While Tanya Holliday was working at a McDonald's to pay her way through college, she assumed one day she'd get a "real job."

That was 40 years ago. Today, Holliday is well past "real." She became the first black woman in 2005 to own a McDonald's in the Philadelphia area, and today she owns nine across the region. On Friday, she unveiled her new-and-improved restaurant at 7500 City Ave., which was remodeled to become the McDonald's of the future — one with decorative upgrades, digital touch-screen ordering kiosks, and table service.

"It's just like Wawa," she said of the ordering process. "Maybe a little bit better."

The renovations are part of a multiyear effort to digitize ordering at thousands of McDonald's restaurants worldwide — there are about 14,000 in the United States — so the chain's image becomes less "Would you like fries with that?" and more "Touch if you'd like to customize that." The company and its franchisees are investing $6 billion this year and next, and have "modernized" about 5,000 restaurants in the U.S. to date. McDonald's CEO and president Steve Easterbrook told CNBC in June that the company is renovating and updating 1,000 restaurants per quarter.

The new digital ordering kiosk.
ERIN BLEWETT / Staff Photographer
The new digital ordering kiosk.

That translates to a $266 million investment to renovate 360 restaurants in Pennsylvania and $155 million to update more than 160 restaurants in New Jersey, according to regional spokesperson Amanda Pisano.

Financial analysts are cheering the move, saying fast-food ordering kiosks will boost sales. That's because the kiosks encourage customization, add-ons and additional purchases, plenty of which are of the high-caloric variety that a person might avoid ordering from a cashier because of embarrassment. No judgmental gaze from a teenage cashier? Make it a large. And add an apple pie while you're at it.

The ordering screens do feel a little bit like Wawa (or honeygrow or Panera), though they're larger and accept card payment right at the kiosk. A user first selects between eating in or taking out, and is then brought to a "main menu" screen with general options like burgers, chicken and fish, salads, and McCafe, which are the restaurant's coffee options. Customer then select a category and the item they want, plus the size and whether they want to make it a meal. (Naturally, a large meal is the first option.)

Then, customers can tap the "customize" button, easily see every ingredient that comes on the item, and make amendments — add bacon, hold the onions, go light on the mayonnaise, or just make it "plain." Once customers are finished altering their order, they review it — along with the calorie count — and elect to either pay there by card or in cash at the register.

Customers take a numbered "table tent" with them to sit down at a table, a booth or a high-top. Food runners have access to a system that can detect where the table tents are, and aim to check in halfway through the meal to ensure the service is up to par.

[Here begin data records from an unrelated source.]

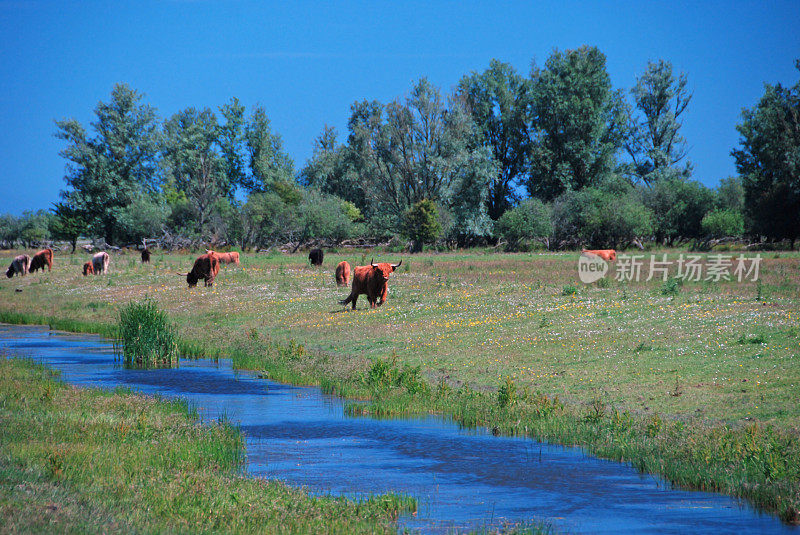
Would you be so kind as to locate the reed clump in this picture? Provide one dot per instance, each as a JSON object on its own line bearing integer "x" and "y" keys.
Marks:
{"x": 147, "y": 338}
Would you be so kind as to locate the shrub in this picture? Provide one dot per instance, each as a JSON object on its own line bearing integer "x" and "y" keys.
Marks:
{"x": 720, "y": 223}
{"x": 528, "y": 221}
{"x": 421, "y": 223}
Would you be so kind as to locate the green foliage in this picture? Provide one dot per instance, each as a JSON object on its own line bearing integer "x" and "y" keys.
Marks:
{"x": 498, "y": 100}
{"x": 578, "y": 122}
{"x": 672, "y": 286}
{"x": 329, "y": 170}
{"x": 269, "y": 164}
{"x": 352, "y": 212}
{"x": 528, "y": 221}
{"x": 721, "y": 223}
{"x": 9, "y": 230}
{"x": 108, "y": 171}
{"x": 730, "y": 194}
{"x": 143, "y": 218}
{"x": 507, "y": 393}
{"x": 678, "y": 207}
{"x": 601, "y": 217}
{"x": 386, "y": 373}
{"x": 34, "y": 227}
{"x": 768, "y": 161}
{"x": 404, "y": 152}
{"x": 147, "y": 337}
{"x": 322, "y": 216}
{"x": 421, "y": 223}
{"x": 654, "y": 144}
{"x": 568, "y": 290}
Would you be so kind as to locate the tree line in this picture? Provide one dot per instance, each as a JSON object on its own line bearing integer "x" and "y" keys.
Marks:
{"x": 557, "y": 157}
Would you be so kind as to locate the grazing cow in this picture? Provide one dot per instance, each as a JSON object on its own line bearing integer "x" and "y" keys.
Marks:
{"x": 343, "y": 274}
{"x": 609, "y": 255}
{"x": 206, "y": 267}
{"x": 316, "y": 256}
{"x": 371, "y": 280}
{"x": 100, "y": 262}
{"x": 41, "y": 259}
{"x": 18, "y": 265}
{"x": 226, "y": 258}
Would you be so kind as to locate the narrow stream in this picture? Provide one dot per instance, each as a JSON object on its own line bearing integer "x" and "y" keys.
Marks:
{"x": 464, "y": 479}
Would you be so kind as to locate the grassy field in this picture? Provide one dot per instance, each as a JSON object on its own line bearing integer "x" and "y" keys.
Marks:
{"x": 84, "y": 461}
{"x": 688, "y": 374}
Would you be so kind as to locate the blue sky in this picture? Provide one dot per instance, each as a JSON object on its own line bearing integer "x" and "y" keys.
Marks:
{"x": 307, "y": 62}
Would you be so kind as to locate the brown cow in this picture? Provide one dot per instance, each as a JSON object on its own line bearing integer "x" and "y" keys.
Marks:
{"x": 371, "y": 280}
{"x": 100, "y": 262}
{"x": 343, "y": 273}
{"x": 609, "y": 255}
{"x": 226, "y": 258}
{"x": 18, "y": 265}
{"x": 41, "y": 259}
{"x": 206, "y": 267}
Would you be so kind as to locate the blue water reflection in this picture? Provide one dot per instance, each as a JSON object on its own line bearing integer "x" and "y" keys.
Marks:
{"x": 464, "y": 479}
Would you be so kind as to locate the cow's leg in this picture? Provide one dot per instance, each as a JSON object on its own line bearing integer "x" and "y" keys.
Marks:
{"x": 383, "y": 295}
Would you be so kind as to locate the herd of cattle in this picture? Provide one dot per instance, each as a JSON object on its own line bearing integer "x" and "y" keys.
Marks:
{"x": 371, "y": 280}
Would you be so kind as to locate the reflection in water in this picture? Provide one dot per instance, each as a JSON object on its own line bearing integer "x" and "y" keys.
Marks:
{"x": 463, "y": 479}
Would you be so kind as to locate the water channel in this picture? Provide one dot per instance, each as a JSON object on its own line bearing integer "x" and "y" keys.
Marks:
{"x": 463, "y": 479}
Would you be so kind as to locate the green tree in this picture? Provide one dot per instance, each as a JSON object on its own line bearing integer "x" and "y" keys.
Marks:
{"x": 528, "y": 221}
{"x": 722, "y": 223}
{"x": 106, "y": 172}
{"x": 67, "y": 223}
{"x": 329, "y": 170}
{"x": 768, "y": 161}
{"x": 322, "y": 216}
{"x": 231, "y": 140}
{"x": 269, "y": 164}
{"x": 499, "y": 100}
{"x": 9, "y": 230}
{"x": 192, "y": 162}
{"x": 143, "y": 218}
{"x": 421, "y": 224}
{"x": 678, "y": 208}
{"x": 405, "y": 152}
{"x": 578, "y": 123}
{"x": 600, "y": 217}
{"x": 654, "y": 143}
{"x": 730, "y": 194}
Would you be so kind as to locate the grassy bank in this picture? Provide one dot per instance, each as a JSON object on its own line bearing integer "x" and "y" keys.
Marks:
{"x": 90, "y": 461}
{"x": 697, "y": 382}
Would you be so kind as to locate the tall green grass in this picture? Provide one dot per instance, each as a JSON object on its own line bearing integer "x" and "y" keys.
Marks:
{"x": 81, "y": 461}
{"x": 146, "y": 336}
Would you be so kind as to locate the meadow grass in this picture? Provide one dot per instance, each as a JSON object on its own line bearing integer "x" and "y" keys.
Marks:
{"x": 690, "y": 372}
{"x": 146, "y": 338}
{"x": 92, "y": 461}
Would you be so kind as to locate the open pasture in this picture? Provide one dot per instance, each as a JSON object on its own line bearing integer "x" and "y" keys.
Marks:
{"x": 726, "y": 351}
{"x": 697, "y": 381}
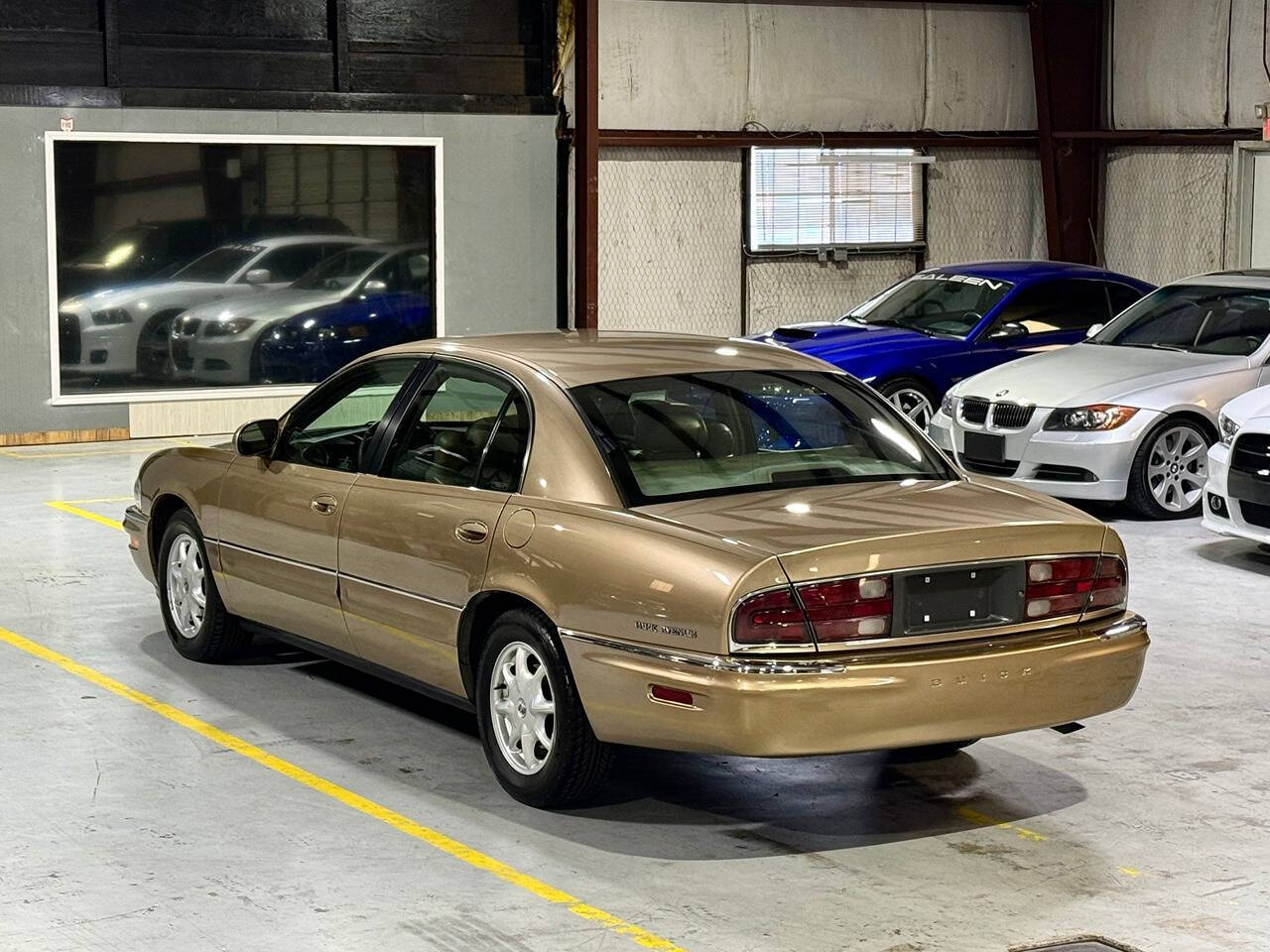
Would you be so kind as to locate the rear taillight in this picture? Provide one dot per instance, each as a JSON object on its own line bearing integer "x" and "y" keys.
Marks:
{"x": 770, "y": 619}
{"x": 1072, "y": 585}
{"x": 848, "y": 610}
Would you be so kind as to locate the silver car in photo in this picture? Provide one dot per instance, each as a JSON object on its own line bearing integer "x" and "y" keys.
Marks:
{"x": 1129, "y": 413}
{"x": 217, "y": 343}
{"x": 123, "y": 330}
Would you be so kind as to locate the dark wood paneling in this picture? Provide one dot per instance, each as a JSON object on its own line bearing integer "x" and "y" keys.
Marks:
{"x": 414, "y": 55}
{"x": 281, "y": 19}
{"x": 51, "y": 58}
{"x": 447, "y": 21}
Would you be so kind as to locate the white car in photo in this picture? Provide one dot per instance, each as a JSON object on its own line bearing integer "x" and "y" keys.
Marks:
{"x": 1129, "y": 413}
{"x": 1237, "y": 495}
{"x": 125, "y": 330}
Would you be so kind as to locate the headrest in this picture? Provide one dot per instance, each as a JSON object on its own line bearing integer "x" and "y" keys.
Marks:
{"x": 667, "y": 430}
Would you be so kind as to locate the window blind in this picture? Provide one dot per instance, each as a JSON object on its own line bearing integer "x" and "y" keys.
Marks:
{"x": 813, "y": 198}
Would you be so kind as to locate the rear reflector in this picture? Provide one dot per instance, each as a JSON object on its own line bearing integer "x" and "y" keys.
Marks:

Some critics say the digitization of the ordering process will allow for McDonald's to cut jobs just as it's facing national pressure to raise the minimum wage to $15 an hour. However, the company, which employs nearly 2 million people worldwide, insists the digital kiosks won't kill jobs, but instead allow franchises to repurpose labor. The owner at a McDonald's flagship location in Chicago said the restaurant actually employed more entry-level workers after going digital, according to Bloomberg.

Holliday said the same goes for her — while there are two fewer cashiers, there's now a "guest experience leader" stationed at the kiosk and food runners who are arguably more customer-facing than cashiers. (Though customers are not expected to tip.)

"It really doesn't save me in labor," Holliday said, gesturing toward the kiosk. "Essentially, this is a register."

The fast food behemoth is banking on the modernization efforts — which come alongside a large-scale partnership with UberEats to establish a delivery service — to stay relevant in an increasingly automated food service world. Fast-casual concepts are ubiquitous and other food chains are trying to attract new customers with fresher or healthier options: Wendy's is emphasizing fresh over frozen patties and White Castle has rolled out entirely plant-based "Impossible Sliders" nationwide.

During Friday's grand opening, Holliday had placed whole fruits and vegetables alongside cage-free eggs and a basket of oats on a picnic table in the middle of the dining room. It didn't really jibe with the rest of the more modern decor, but it had a greater purpose, she said.

"I like customers to know," she said, "that we use real food here."